Sent from my iPhone using Tapatalk


----------



## turboSlap (Feb 5, 2009)

I'm gonna put back everything to where it was In a the base file apart from the req fuel and log cold and hot starts as well as usual logs as kevin has requested., It is pretty impressive as is for just a base , so I'm sure after he's done a it will be wagon that's a lil bit nuts


Sent from my iPhone using Tapatalk


----------



## 1broknrado (Jul 6, 2005)

Kevin got my cold start to be mint. 

Every time I get in to start it, cracks right up and idles. The lugtronic idle valve is noise and caused me to worry at first, but now I got used to it. Rock solid idle in cold/hot temps. I did notice however that when it was sub 30 degrees, it didn't want to idle until I left my foot on gas for 30seconds or so. I'm not mad about it though, I think it's acceptable when it's THAT cold.


----------



## turboSlap (Feb 5, 2009)

I kept at it and got it pretty good. I'm sure it could be better but I'll keep at it. It was outside in 6deg f temps overnight and started right up, it hunts a little bit for a few secs when it goes below 10f but I'm getting it slowly and surely. I've kind of given up on getting the aftersales support or even contact from kevin, hopefully he will get back to me, untill then, I'll keep reading and studying and improving on it as much as I can despite that. 
It's going ok but slow, way slower that if I could get him to help out. Next up is getting the idle 100% and knock control set up. 


Sent from my iPhone using Tapatalk


----------



## turboSlap (Feb 5, 2009)

I kept at it and got it pretty good. I'm sure it could be better but I'll keep at it. It was outside in 6deg f temps overnight and started right up, it hunts a little bit for a few secs when it goes below 10f but I'm getting it slowly and surely. I've kind of given up on getting the aftersales support or even contact from kevin, hopefully he will get back to me, untill then, I'll keep reading and studying and improving on it as much as I can despite that. 
It's going ok but slow, way slower that if I could get him to help out. Next up is getting the idle 100% and knock control set up. 

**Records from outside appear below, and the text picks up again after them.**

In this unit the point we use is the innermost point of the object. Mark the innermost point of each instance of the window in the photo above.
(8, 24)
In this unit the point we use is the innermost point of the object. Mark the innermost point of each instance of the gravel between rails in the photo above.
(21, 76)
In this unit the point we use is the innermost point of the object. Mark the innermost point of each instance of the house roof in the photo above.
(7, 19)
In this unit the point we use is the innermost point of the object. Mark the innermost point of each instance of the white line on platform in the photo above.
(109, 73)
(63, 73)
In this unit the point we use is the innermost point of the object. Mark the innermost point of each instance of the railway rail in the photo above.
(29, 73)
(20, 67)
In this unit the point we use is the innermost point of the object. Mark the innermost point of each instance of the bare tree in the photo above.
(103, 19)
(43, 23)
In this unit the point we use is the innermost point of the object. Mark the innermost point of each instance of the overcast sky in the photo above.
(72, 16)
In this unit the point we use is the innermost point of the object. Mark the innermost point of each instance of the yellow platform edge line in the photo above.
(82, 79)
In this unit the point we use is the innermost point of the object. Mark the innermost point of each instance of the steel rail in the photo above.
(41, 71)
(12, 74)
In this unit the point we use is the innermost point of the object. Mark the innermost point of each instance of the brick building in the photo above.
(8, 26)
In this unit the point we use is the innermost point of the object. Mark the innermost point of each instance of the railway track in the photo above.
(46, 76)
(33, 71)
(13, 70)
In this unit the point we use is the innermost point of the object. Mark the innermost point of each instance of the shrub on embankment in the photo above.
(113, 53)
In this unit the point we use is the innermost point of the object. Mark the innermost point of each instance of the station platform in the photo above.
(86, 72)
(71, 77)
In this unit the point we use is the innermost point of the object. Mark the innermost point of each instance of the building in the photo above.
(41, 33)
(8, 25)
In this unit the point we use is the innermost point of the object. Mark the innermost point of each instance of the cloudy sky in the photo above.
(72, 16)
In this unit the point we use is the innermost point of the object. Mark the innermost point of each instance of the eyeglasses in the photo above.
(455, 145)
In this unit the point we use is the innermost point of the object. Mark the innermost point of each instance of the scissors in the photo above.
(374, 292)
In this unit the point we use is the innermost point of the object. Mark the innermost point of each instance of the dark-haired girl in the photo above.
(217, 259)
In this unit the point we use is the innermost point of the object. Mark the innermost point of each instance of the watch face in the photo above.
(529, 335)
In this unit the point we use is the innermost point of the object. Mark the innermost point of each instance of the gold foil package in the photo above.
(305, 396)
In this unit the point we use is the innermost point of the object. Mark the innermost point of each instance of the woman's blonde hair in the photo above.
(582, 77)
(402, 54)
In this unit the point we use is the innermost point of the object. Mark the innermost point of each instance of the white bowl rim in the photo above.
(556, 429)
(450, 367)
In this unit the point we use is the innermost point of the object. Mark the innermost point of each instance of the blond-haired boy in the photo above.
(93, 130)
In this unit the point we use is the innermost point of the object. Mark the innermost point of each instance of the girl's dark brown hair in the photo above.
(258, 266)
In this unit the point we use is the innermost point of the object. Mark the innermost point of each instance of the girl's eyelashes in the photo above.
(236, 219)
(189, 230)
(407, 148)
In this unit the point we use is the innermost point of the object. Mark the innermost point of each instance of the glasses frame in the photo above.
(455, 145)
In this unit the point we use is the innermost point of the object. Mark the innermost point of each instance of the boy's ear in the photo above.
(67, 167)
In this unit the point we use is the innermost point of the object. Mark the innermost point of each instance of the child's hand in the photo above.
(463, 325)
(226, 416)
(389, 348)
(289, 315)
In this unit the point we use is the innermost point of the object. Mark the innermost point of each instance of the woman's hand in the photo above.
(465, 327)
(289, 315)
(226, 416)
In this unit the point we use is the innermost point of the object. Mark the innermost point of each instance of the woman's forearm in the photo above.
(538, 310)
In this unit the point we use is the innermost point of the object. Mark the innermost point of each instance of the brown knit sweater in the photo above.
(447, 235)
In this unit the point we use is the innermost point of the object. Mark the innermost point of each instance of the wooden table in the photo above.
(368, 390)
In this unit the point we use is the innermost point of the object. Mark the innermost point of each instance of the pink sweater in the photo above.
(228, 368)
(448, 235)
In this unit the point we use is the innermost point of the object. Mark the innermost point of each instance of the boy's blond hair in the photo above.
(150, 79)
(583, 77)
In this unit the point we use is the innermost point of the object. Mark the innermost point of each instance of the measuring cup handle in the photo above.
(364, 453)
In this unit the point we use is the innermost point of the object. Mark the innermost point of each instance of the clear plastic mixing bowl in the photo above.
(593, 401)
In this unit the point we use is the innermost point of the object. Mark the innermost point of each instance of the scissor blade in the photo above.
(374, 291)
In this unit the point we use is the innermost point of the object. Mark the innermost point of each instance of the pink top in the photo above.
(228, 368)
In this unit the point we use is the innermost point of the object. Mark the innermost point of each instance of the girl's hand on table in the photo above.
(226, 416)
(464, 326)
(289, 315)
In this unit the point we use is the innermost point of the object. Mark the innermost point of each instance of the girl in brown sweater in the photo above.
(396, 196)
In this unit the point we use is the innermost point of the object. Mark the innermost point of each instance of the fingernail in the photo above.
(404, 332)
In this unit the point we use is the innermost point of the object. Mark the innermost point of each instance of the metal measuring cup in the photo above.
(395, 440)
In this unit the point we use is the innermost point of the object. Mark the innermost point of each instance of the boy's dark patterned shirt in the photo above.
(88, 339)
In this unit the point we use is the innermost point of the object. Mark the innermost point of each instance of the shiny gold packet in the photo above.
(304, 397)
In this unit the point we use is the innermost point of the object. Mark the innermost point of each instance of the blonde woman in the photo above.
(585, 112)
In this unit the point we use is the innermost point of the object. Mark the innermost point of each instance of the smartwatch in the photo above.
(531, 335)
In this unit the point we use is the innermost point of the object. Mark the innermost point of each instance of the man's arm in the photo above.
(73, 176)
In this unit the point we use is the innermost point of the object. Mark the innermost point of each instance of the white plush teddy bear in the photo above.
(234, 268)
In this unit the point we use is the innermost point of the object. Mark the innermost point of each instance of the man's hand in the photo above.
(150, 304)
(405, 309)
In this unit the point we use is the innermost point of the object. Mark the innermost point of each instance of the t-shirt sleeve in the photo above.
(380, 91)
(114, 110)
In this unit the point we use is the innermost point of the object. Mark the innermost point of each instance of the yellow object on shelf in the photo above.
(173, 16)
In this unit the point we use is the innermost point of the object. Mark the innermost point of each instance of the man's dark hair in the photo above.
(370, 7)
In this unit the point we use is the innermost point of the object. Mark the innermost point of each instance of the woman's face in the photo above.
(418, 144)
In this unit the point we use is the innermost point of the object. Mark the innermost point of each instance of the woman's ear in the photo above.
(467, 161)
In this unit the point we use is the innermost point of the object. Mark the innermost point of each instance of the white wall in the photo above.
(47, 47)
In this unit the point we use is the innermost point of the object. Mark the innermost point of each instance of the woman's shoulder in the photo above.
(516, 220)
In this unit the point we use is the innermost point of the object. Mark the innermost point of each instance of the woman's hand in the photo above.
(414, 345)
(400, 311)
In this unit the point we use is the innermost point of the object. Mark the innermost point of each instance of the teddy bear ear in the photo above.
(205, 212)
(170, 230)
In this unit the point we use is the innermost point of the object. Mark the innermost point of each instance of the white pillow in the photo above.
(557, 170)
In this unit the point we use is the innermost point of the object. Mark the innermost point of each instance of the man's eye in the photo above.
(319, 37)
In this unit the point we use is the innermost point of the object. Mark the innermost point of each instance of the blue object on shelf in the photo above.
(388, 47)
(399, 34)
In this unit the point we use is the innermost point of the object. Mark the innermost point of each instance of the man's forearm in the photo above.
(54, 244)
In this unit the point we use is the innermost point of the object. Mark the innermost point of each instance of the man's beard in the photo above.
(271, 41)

Sent from my iPhone using Tapatalk


----------



## turboSlap (Feb 5, 2009)

That's with zero input from the accel pedal in any temps btw so quite happy with it. Very user friendly software interface and good info out there. 
It's very reliable since I got this coldstart thing in better shape. 
Weather is due to go down to -9 here tomorrow and Thursday night and not going above 10-15 during daylight both days. Hopefully it won't be as much of a failure as last time lol!!!


Sent from my iPhone using Tapatalk


----------



## 1broknrado (Jul 6, 2005)

What resources are you using for information??

I trust kevin with my tune, but I would like to do some reading to be able to troubleshoot and understand things on the fly. Never know when something might happen!


----------



## turboSlap (Feb 5, 2009)

This thing is starting first turn , warming up and idling pretty damn good in temps of -6f 


Sent from my iPhone using Tapatalk


----------



## turboSlap (Feb 5, 2009)

I am reading this http://www.amazon.com/Designing-Tuning-High-Performance-Injection-Systems/dp/1932494901
Along with hours of reading on VEMSsupport forums, as well as a lot of other web sources, hptuners, other audi forums, the info is out there. 
I am only concentrating on getting cold snd warm starting idle, driveability and a little economy lol. Might aswell while I'm waiting .................on Kevin to get back to it


Sent from my iPhone using Tapatalk


----------



## 1broknrado (Jul 6, 2005)

I'm going to pick up that book to read through, just to be more familiar with the system and terms overall. When the customer understands the product, it's much easier to communicate with the tuner what they are looking for.


----------